Now if $x$ is not an integer we have $x=m+f$ where $m \in \mathbb{Z}$ and $0 \lt f \lt 1$
We have $\lfloor{x\rfloor}=m$
We have $$\lfloor{(m+f)^2\rfloor}=m^2$$
$\implies$
$$\lfloor{f^2+2mf\rfloor}=0$$
$\implies$
$$0 \le f^2+2mf \lt 1 \tag{1}$$
As per the comments, i understood my mistake.
Clearly $m$ cannot be negative integer since:
$$f^2+2mf \lt 0$$ which contradicts$(1)$
So $m$ is a non negative integer and for all such $m$, we have $f^2+2mf \ge 0$
Also from $(1)$ we have $$f^2+2mf \lt 1$$ $\implies$
$$f \in (0, \sqrt{m^2+1}-m)$$
Hence the final solution set is:
$$x \in [m, \sqrt{m^2+1})$$ $\forall$ non negative integers $m$
Best Answer
$\newcommand{\fl}[1]{\left \lfloor #1\right \rfloor}$
Your statement is not true.
To see this, note that the function $g(x) = \fl{x^2} - [\fl{x}]^2$ takes only integer values, but is also zero at every integer.
However, also note that the function $\fl{\cdot}$ is right continuous, because for any point $l$, we can find a right neighbourhood of $l$ having the same floor as $l$, by keeping the neighbourhood small enough so that we don't include the integer after $l$. Then within this neighbourhood, the floor function will be constant, thus satisfying right continuity at $l$.

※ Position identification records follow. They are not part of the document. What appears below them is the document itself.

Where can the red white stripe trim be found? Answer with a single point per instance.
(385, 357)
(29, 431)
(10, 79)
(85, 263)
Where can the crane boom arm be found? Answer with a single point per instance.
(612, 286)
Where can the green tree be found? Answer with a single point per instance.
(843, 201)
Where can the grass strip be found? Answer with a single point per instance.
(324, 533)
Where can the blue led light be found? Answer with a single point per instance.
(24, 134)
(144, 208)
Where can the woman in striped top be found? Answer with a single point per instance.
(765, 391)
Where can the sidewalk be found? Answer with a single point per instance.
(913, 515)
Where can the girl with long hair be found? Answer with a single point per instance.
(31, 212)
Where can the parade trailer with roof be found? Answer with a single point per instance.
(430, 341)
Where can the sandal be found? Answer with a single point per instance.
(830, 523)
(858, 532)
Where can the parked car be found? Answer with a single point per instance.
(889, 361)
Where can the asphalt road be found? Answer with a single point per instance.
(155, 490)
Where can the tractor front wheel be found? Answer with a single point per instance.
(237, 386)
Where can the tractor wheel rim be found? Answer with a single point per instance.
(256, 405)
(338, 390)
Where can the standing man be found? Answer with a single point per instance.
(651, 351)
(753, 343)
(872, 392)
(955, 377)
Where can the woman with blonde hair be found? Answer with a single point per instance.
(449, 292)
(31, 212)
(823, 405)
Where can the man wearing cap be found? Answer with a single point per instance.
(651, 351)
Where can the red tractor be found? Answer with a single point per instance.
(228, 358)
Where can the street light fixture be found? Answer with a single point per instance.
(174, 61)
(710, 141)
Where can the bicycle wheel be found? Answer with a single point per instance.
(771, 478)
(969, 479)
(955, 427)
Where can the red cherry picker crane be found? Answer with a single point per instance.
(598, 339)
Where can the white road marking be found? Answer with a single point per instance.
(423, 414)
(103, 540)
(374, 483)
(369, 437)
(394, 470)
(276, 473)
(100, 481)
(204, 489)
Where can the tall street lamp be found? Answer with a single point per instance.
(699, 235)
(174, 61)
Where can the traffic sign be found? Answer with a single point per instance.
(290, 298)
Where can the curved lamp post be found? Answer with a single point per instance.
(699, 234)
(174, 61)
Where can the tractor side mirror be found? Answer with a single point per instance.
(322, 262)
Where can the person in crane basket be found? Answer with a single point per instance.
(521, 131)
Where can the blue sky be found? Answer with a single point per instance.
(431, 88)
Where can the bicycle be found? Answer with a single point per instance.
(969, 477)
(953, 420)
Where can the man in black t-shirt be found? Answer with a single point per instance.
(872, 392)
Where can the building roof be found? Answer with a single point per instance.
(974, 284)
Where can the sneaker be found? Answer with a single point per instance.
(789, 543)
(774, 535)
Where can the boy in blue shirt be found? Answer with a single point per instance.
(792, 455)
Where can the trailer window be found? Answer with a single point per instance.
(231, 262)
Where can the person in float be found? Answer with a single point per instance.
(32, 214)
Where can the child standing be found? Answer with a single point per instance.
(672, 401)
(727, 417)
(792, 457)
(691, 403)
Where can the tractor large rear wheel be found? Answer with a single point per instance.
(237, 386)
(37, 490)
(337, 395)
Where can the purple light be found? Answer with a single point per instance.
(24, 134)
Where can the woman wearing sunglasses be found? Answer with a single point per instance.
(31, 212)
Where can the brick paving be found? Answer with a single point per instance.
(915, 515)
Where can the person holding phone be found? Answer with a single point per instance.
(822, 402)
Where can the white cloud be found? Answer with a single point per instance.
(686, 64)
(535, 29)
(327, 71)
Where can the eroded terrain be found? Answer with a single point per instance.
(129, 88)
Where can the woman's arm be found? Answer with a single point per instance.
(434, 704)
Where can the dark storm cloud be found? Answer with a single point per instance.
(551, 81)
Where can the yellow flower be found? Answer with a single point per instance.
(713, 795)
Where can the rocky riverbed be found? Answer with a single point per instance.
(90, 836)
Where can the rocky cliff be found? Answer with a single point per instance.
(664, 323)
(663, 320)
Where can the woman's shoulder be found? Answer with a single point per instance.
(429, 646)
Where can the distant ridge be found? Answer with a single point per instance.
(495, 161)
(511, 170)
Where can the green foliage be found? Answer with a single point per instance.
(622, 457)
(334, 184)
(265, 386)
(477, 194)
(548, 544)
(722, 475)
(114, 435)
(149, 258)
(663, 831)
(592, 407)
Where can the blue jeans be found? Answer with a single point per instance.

With compositions and so on preserving right continuity, one sees that $g$ is right continuous.
Now, by right continuity at each integer, with say $\epsilon = \frac 12$, you can find a right neighbourhood of each integer such that the value of $g(x)$ is within half of zero. However, $g(x)$ takes only integer values so this forces $g(x) = 0$ in that interval!
In short, to the right of every integer we can find an interval in which the above equality holds. Trivially this shows that the set of zeros given does not suffice.